RMSE_train = mean_squared_error(y1_train, y1_pred, squared=False)
RMSE_test = mean_squared_error(y1_test, y1_pred_test, squared=False)
print('RMSE for test set is: ', RMSE_test)
print("RMSE for training set is: ", RMSE_train)

In [None]:
#actual price vs predicted price
fig, ax = plt.subplots(figsize=(10, 8))
sns.regplot(x=y1_pred_test, y=y1_test, data=df)
ax.set_xlabel("Predicted Price")
ax.set_ylabel("Actual Price")
ax.set_xlim(xmin=0)
ax.set_ylim(ymin=0)
ax.ticklabel_format(useOffset=False, style='plain')
plt.savefig('../images/pred_model_AM.png')
plt.show();

### Insight: removing outliers improved the RMSE overall.

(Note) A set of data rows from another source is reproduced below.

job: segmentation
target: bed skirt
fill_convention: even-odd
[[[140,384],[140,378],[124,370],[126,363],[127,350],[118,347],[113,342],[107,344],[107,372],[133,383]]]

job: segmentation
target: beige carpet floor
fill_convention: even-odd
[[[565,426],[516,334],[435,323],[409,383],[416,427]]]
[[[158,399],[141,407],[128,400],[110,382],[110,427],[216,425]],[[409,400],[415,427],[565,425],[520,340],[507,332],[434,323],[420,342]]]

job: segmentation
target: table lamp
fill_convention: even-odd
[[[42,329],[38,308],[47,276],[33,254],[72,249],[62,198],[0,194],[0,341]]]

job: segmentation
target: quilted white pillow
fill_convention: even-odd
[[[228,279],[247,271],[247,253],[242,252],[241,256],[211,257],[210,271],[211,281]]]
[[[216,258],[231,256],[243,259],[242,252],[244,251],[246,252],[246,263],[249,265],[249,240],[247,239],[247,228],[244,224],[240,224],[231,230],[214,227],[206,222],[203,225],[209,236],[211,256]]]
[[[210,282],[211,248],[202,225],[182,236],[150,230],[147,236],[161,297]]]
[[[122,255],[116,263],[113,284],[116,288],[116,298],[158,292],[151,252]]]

Will scaling the features improve the model?

In [None]:
#standard scaler
scaler = StandardScaler()

In [None]:
scaler.fit(X1_train)

In [None]:
scaler.transform(X1_train)

In [None]:
#create X_train_scaled to store different models

regression = LinearRegression()
regression.fit(scaler.transform(X1_train), y1_train)
regression.score(scaler.transform(X1_test), y1_test)

In [None]:
X_scale_train = scaler.transform(X1_train)
X_scale_test = scaler.transform(X1_test)


In [None]:
y_scale_pred = regression.predict(X_scale_train)
y_scale_testpred = regression.predict(X_scale_test)
y_scale_pred.shape

In [None]:
print(r2_score(y1_test, y_scale_testpred))

In [None]:
RMSE_train = mean_squared_error(y1_train, y_scale_pred, squared=False)
RMSE_test = mean_squared_error(y1_test, y_scale_testpred, squared=False)
print('RMSE for test set is: ', RMSE_test)
print("RMSE for training set is: ", RMSE_train)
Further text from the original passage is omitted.